Einfach nur, weil ich meine Position geändert habe, oder? Und
der einzige große Unterschied war, ich wusste halt, wie ich damit
umgehe. Weil ich den Prozess schon mal gemacht habe.
Ja. Also gehört, Angst gehört
dazu irgendwie. Jetzt, was ich mich gefragt habe,
als ich auch Videos jetzt von dir gesehen habe, also ganz
persönlich neben der Höhe und so weiter, hätte ich ja auch immer so ein
bisschen so die Angst ums Material. Also kann so ein Seil
reißen? Kann sowas sich mal aus einem Fels rausreißen?

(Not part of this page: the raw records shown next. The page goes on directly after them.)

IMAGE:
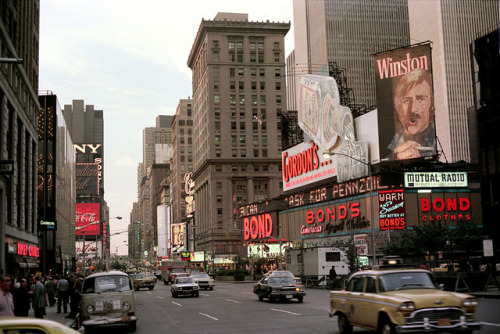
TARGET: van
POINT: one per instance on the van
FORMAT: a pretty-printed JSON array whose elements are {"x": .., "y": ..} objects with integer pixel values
[{"x": 107, "y": 300}]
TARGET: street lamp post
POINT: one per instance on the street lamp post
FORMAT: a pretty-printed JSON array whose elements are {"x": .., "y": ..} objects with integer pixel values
[{"x": 327, "y": 155}]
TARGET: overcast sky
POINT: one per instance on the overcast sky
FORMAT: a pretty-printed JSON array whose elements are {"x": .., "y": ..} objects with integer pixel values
[{"x": 128, "y": 58}]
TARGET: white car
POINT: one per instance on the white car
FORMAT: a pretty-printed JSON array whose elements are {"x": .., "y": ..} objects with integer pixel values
[
  {"x": 204, "y": 281},
  {"x": 185, "y": 286}
]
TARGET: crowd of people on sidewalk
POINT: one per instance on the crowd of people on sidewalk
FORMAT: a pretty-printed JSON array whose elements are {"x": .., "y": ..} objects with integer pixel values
[{"x": 18, "y": 296}]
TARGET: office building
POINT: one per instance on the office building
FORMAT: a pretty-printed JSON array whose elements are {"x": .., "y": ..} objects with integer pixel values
[{"x": 239, "y": 90}]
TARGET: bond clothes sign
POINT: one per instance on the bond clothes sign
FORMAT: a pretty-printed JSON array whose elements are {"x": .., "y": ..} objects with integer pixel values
[
  {"x": 436, "y": 180},
  {"x": 405, "y": 103},
  {"x": 392, "y": 209},
  {"x": 88, "y": 215}
]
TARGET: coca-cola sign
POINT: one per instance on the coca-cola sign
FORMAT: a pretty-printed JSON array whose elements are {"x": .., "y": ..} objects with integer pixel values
[{"x": 85, "y": 215}]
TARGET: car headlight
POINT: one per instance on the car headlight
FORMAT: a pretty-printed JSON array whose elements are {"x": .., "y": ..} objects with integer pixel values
[
  {"x": 90, "y": 309},
  {"x": 470, "y": 302},
  {"x": 407, "y": 306}
]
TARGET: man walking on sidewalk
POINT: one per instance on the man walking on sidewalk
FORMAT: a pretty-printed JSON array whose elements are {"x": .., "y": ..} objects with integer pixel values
[{"x": 62, "y": 294}]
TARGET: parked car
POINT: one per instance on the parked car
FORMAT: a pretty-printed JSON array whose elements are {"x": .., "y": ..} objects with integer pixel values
[
  {"x": 204, "y": 280},
  {"x": 401, "y": 300},
  {"x": 32, "y": 325},
  {"x": 185, "y": 286},
  {"x": 107, "y": 299},
  {"x": 279, "y": 287},
  {"x": 143, "y": 281}
]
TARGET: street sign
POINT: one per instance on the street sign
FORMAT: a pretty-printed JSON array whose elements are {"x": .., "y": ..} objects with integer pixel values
[{"x": 6, "y": 167}]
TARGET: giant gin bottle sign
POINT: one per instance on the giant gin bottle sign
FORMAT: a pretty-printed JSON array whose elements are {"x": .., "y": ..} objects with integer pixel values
[{"x": 330, "y": 126}]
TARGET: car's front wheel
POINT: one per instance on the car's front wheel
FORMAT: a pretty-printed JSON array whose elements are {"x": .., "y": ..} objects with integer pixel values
[{"x": 345, "y": 326}]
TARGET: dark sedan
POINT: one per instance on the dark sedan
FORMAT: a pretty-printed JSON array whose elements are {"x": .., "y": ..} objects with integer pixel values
[{"x": 279, "y": 287}]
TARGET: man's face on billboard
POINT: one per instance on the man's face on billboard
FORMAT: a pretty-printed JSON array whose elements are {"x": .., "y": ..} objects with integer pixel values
[{"x": 415, "y": 109}]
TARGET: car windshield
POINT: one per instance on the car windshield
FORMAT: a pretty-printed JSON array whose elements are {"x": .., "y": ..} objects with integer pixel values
[
  {"x": 200, "y": 276},
  {"x": 184, "y": 280},
  {"x": 101, "y": 284},
  {"x": 406, "y": 280},
  {"x": 280, "y": 280}
]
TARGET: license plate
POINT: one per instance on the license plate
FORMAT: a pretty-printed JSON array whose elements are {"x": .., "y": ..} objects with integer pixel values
[{"x": 444, "y": 322}]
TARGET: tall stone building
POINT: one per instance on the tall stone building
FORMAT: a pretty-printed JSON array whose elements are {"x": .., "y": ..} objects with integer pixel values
[
  {"x": 19, "y": 106},
  {"x": 238, "y": 79},
  {"x": 347, "y": 33},
  {"x": 451, "y": 25}
]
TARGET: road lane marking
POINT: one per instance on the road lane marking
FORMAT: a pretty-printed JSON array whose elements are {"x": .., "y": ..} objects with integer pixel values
[
  {"x": 275, "y": 309},
  {"x": 206, "y": 315},
  {"x": 233, "y": 301},
  {"x": 490, "y": 324}
]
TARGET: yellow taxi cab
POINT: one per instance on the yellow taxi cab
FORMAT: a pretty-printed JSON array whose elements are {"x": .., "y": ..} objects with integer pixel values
[
  {"x": 32, "y": 325},
  {"x": 395, "y": 299}
]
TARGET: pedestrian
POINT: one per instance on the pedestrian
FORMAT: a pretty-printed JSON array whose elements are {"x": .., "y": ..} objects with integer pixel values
[
  {"x": 50, "y": 287},
  {"x": 62, "y": 294},
  {"x": 76, "y": 297},
  {"x": 22, "y": 298},
  {"x": 39, "y": 301},
  {"x": 6, "y": 299}
]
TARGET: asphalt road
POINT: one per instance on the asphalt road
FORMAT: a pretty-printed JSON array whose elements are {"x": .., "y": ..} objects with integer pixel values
[{"x": 233, "y": 308}]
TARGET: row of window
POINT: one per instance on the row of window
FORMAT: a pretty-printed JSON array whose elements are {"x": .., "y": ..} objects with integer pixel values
[
  {"x": 241, "y": 72},
  {"x": 241, "y": 85}
]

Ja, das hört sich immer so sicher an, wenn ich jetzt sage, ich bin ja immer
eingehängt, immer gesichert. Und das ist aber halt immer nur die halbe
Wahrheit, weil am Ende des Tages bin ich halt in dieses System eingehängt, wie
du gerade sagst. Und das System, also die Highline, die muss sicher
verankert sein. Und wenn jetzt zum Beispiel eben, wie du sagst, die eine Seite
komplett ausbricht oder das Band reißt, dann hilft mir
die Sicherung herzlich wenig. Und das ist natürlich
schon ein wichtiger Punkt bei dem Ganzen. Und
da ist es halt bei uns so, dass wir eigentlich von Anfang an
auf Redundanz gesetzt haben. Also sprich, es ist eigentlich bei unserem
System so, dass eigentlich kein einzelnes Teil
sozusagen überlebensnotwendig ist. Also jedes
einzelne Teil darf versagen. Und wir haben eigentlich für alles
sozusagen ein zweites Objekt darunter. Also bei einer
Slackline zum Beispiel so, da ist noch ein zweites Seil oder eine
zweite Slackline unterhalb, die manchmal auch so in lockeren
Schlaufen darunter hängt, damit sie eben auch nicht so schnittanfällig ist wie ein
gespanntes Band. Und auch bei den Ankerpunkten am Rand ist es so,
dass man sich in der Regel nicht auf einen Punkt verlässt, sondern dass
man entweder mehrere Bäume zum Beispiel benutzt, mehrere
Felsen benutzt oder mehrere Bohrhaken ausgleicht und da
eigentlich immer sozusagen ein System herstellt, das auf
mehreren verschiedenen Punkten basiert, um so halt eigentlich auch
sozusagen einzelnen
Versagensquellen dann vorzubeugen.
100% Sicherheit gibt es nie im
Leben. Das heißt, im Schluss ist es immer eine
Abwägung.
Ja, klar. Aber so ein Grundvertrauen ins Material, das gehört
dazu.
Ja, das muss man sich auch erarbeiten am Anfang. Also ganz ehrlich zu sein,
die ersten Male, wo ich in die Sicherung reingefallen bin, da hatte ich immer mitm Leben abgeschlossen.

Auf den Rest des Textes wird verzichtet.